The EU’s CRA entered into force in December 2024. Reporting obligations under Article 14 apply from 11 September 2026, while full product conformity becomes mandatory for items placed on the EU market as of 11 December 2027.

Unlike the NIS2 Directive (for more on NIS2 click here), as a regulation, and not a directive, it is directly applicable in all EU member states without the need for local implementing laws.

In other words, the clock is ticking for any product with digital elements that is intended to be sold in the EU.

What’s in scope – and what’s not

The CRA applies to “products with digital elements”, which encompass hardware, software and their remote data processing solutions. Examples of products with digital elements are:

• hardware products: mobile phones, smart appliances, industrial IoT devices, machinery, network equipment;
• software products: mobile apps, games, operating systems such as firmware or software embedded into hardware devices.

The scope of the CRA is limited to remote data processing solutions designed or developed by or for the manufacturer, which are necessary for the product to function. Put differently: pure cloud/Software-as-a-Service (SaaS) offerings are generally excluded, unless they are essential to the operation of the product (each case should be carefully reviewed and documented) – for more information please see here.

Certain products containing digital elements are regulated by other EU legislation and are therefore exempt from the CRA, including medical devices and vehicles.
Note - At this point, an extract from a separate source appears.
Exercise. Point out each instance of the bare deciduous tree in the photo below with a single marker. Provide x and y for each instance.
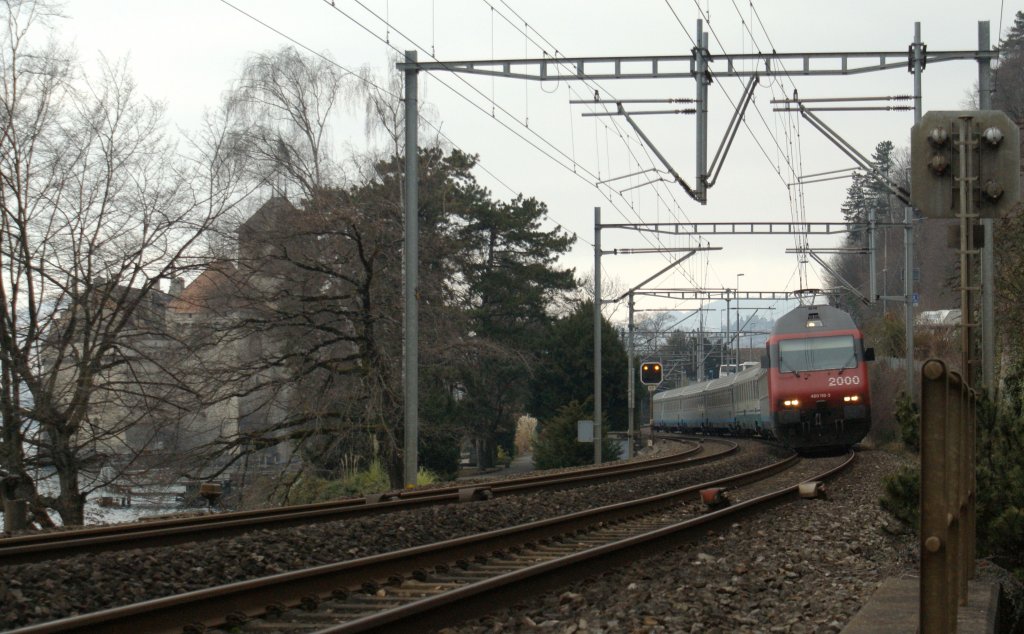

Organizations must ensure that product clarifications are documented with a clear rationale for inclusion or exclusion under the CRA. This is particularly important for complex products with cloud components or hybrid architecture.

Placing products on the market

Under the CRA, compliance obligations arise when an individual product is “placed on the market”. This is a per-unit concept, not a per-model one. According to the European Commission's Blue Guide, “placing on the market” refers to the initial supply for distribution, consumption, or use within the EU. This can happen before customs clearance, particularly in cases of online or distance sales.
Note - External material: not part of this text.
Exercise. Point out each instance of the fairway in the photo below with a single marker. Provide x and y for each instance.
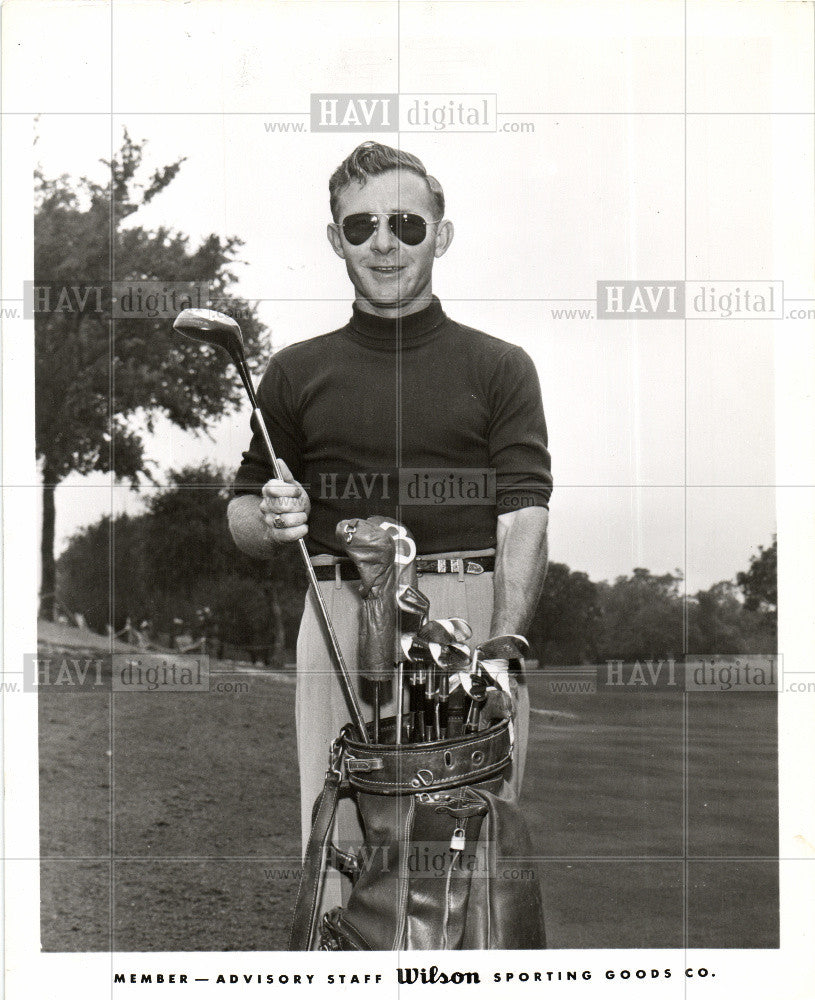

In the context of software distribution, electronically delivered or downloadable software is, for the purposes of placing on the market, considered equivalent to physical goods. From a compliance and risk management perspective, it is advisable treating each new license granted to a user after 11 December 2027 as a distinct “making available” event under the CRA. This means that, regardless of when the software was first made available to users in the EU, any subsequent electronic delivery or license granted on or after 11 December 2027 must fully comply with the CRA's requirements. Appropriate steps should be taken to ensure that licensing workflows, distribution agreements and technical documentation are reviewed and updated as required.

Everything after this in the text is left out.